Il segretario Ricci stamani lo ha detto chiaramente, in un incontro con la stampa insieme ai consiglieri Fortuna e Miccini.
“Non possiamo pretendere rigore precisa solo da chi lavora, ma fare scelte coerenti”. Come? Con una grande opera di moralizzazione della politica, che passa attraverso la revisione (anche economica) dei meccanismi che la governano. Qualcosa in più di una semplice oliata agli ingranaggi.
“Qui non sono in discussione le persone precisa ma se per sistemare i lavoratori a rischio occorrono trecentomila euro e un dirigente ne prende 170mila lordi, significa che esistono sproporzioni. L’Unione è anche al Governo e in Regione. Dobbiamo spingere per ricercare una soluzione. Se i soldi si trovano bene, altrimenti si scelgono strade alternative”.
Che possono passare anche dal ritorno a sei assessori per la giunta, magari con la riduzione del parco macchine a palazzo Gentili (oggi sono 144), come aveva già detto in consiglio Riccardo Fortuna.

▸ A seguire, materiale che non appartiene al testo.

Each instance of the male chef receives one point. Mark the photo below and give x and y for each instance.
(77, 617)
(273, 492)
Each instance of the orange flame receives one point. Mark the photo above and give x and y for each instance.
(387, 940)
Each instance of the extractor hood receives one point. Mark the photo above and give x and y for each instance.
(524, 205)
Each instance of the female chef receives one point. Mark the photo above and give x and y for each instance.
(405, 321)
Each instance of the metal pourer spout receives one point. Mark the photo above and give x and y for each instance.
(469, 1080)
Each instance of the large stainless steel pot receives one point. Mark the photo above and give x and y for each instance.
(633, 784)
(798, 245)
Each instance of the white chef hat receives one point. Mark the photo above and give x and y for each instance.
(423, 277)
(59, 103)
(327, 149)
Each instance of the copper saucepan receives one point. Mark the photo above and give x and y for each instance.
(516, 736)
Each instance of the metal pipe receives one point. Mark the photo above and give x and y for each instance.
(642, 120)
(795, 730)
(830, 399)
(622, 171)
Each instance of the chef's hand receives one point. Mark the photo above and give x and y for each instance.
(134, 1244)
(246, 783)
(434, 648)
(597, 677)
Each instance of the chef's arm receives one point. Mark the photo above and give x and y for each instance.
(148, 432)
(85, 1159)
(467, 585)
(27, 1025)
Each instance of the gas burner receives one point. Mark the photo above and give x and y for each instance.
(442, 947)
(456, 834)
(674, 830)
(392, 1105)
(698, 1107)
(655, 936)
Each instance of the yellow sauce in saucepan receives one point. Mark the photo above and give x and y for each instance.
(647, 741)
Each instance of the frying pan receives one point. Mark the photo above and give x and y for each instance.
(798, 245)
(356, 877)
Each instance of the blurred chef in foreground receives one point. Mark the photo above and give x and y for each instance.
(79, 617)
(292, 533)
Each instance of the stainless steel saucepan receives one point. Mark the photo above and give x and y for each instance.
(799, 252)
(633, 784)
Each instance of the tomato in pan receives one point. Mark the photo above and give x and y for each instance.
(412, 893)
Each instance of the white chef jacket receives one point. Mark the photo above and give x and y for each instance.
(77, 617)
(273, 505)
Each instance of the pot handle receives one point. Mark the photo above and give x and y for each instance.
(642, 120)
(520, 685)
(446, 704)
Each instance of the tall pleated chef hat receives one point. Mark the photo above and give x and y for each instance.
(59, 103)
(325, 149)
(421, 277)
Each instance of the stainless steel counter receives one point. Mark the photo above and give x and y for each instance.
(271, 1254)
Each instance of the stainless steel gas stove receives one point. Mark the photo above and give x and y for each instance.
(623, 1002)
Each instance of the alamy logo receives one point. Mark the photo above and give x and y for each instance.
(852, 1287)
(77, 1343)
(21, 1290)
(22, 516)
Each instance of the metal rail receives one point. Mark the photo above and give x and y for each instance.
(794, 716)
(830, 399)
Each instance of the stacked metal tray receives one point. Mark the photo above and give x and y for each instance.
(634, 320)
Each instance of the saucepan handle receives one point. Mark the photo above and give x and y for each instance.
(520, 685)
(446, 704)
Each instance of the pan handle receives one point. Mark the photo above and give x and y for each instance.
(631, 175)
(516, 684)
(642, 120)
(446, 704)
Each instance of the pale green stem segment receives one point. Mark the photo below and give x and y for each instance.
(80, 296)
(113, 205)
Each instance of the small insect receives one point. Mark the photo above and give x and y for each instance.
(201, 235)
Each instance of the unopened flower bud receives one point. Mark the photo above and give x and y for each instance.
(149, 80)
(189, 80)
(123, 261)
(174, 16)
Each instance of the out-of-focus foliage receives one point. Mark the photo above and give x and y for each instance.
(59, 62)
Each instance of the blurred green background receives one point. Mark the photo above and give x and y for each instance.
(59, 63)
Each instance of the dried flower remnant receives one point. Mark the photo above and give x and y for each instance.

Ma anche la contrazione del numero di consiglieri nelle società dove la Provincia è presente. Tre o cinque al massimo, come prevede anche la Finanziaria, con lo stipendio basato sull’80% di quanto percepito dal sindaco del comune più grande della provincia e non come avviene oggi, commisurato al compenso di un consigliere regionale.
“La via del rigore a Rifondazione non piace continua Ricci ma è solo per difendere chi lavora”.
Anche Dottarelli lavora. Ma il suo ruolo è utile all’amministrazione? “Lo verificheremo”.
E in fase di discussione bilancio, il partito è pronto a contare anche il centesimo.
Perché se quando governava la destra in Provincia c’erano 250 precari e oggi ce n’è qualcuno di meno, è il campanello d’allarme d’un meccanismo che va interrotto. A Palazzo Gentili come altrove.
“Dovremmo domandarci dice il consigliere Riccardo Fortuna come mai si preferiscono forme d’assunzione come precari o interinali, più costose di un’assunzione diretta o come mai, nel caso della gestione dei rifiuti, 18 milioni d’euro vanno ad un’azienda privata, piuttosto che gestire direttamente il servizio. Ma è sicuro che il pubblico costa più del privato?”.
Ricci incalza. “Facile assumere in campagna elettorale spiega come avvenuto per i cantieri scuola, ricercando consensi. La vecchia amministrazione sapeva che non c’era copertura finanziaria”.
Occorrono risposte concrete. “La situazione lasciata dal centro destra in Provincia conclude il segretario Ricci è da fallimento, con lo sforamento del patto di stabilità e in un anno c’è stato un cambiamento di rotta”.
Ma di strada ce n’è ancora da fare. Sul fronte lavoro, la situazione a Viterbo è tutt’altro che allegra. La Tuscia è fanalino di coda nel Lazio, con il più alto tasso di disoccupazione, il 9%, che arriva al 30% se si considera quello giovanile.
C’è di buono, che con queste cifre, si può solo che migliorare.